What is the fastest way to back up Big Data? Try the following thought experiment. Load your Big Data on the requisite number of terabyte drives, put the drives in a van and drive the van to where your online backup provider is located. At the same time, start transfer of all your terabytes online. It’s quite possible that you’ll accomplish your backup faster by road than over the Net. That’s how things are. Storage capacity grows by a factor of 10 where network transmission speeds only increase by a factor of 2. For organizations that want to or that must store Big Data, does that mean that online backup is out of reach?

Make it, Store it, Crunch It

Take the Big Data that is generated by larger companies today. The mix includes large numbers of files of different sizes, databases, data warehouses and analytical reports. Enterprises tackle Big Data in the hope that they will gain insights into markets, situations or materials that would otherwise remain hidden. They use technology that exists today to crunch the huge amounts of data involved and make (some) sense of it all. Storing the data in the cloud as original versions, backups or both is attractive because storage service prices continue to decrease and companies can hand off data protection and backup activities to the cloud provider. A little lateral thinking might open up some more possibilities.

How Much Do You Really Need to Back Up?

If there was a way of reducing the amount or frequency of Big Data back-ups, an online solution might be more accessible. The nature of some Big Data such as mandatory video surveillance data is that it does not have to be backed up on a daily basis – only the incremental data must be backed up and added to existing backups. You need to know the information is secure, but apart from backup tests and demonstrating regulatory compliance, you may never touch it again. For machine-generated data such as report data from a database, it may be more efficient to back up just the original data and the associated application. With these two items, report data can be reproduced at will, rather than stored in N different versions.

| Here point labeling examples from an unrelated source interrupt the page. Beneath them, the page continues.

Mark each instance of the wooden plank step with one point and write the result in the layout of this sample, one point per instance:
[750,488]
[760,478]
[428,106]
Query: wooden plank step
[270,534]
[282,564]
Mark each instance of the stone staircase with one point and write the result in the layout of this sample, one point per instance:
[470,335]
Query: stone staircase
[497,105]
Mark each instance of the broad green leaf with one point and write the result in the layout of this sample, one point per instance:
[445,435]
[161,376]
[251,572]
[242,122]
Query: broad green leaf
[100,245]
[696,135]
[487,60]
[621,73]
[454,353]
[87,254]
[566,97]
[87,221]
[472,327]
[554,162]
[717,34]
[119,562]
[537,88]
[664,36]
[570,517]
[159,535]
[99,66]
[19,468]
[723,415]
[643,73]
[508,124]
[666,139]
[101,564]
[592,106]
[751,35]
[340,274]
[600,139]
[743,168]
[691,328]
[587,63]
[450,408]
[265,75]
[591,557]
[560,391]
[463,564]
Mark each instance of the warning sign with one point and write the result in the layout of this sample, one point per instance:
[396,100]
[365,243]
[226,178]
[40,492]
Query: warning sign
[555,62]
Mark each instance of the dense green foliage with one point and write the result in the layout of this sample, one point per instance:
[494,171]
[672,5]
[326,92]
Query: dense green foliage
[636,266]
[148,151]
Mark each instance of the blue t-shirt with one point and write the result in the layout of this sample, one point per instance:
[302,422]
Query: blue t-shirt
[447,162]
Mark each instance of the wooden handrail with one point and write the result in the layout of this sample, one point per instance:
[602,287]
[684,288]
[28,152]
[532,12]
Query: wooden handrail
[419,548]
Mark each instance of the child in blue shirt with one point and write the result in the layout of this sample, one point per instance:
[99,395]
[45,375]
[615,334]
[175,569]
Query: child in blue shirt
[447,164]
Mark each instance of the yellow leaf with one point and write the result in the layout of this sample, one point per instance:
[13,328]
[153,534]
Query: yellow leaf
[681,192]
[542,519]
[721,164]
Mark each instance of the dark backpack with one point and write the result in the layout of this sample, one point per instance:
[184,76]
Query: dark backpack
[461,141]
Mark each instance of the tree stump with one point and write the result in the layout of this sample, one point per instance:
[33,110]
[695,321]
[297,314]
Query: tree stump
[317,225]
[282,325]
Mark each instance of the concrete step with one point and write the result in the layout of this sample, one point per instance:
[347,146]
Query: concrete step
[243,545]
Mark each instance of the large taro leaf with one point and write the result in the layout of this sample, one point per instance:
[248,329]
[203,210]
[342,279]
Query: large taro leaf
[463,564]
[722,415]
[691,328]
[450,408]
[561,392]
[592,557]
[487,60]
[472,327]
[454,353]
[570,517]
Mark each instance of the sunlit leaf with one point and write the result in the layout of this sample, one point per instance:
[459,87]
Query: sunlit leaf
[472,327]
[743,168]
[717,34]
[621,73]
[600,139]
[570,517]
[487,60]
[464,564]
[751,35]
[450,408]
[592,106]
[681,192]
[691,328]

Where Does the Big Data Originate?

Sometimes it all comes from one place, like the Large Hadron Collider in CERN near Geneva. In that case, you’ll probably still be loading your van with terabyte drives (or tapes) for the moment. On the other hand, if the data originate in many distributed devices, then each device might be programmed to send its data to a designated online backup node. Companies with many different sales outlets and the Internet of Things connecting cars, houses, fridges and more might work this way. Collectively, it all adds up to Big Data, but it is transmitted to backup locations in a far more distributed way.

How Do You Get Your Big Data Online Backup Back (And Do You Have To)?

If you can get your Big Data into the cloud, either by reducing total volume or sending it in from distributed sources, can you get it back again – and in fact, would you want to? Online storage providers like Amazon and Google already run Big Data crunching applications or provide facilities for implementing them. If storage prices continue to come down and providers do a good job keeping your data safe, why not simply process in situ? You won’t have the luxury of being able to walk into your systems room and touch all your Big Data systems, but be honest – is that really something that you would miss?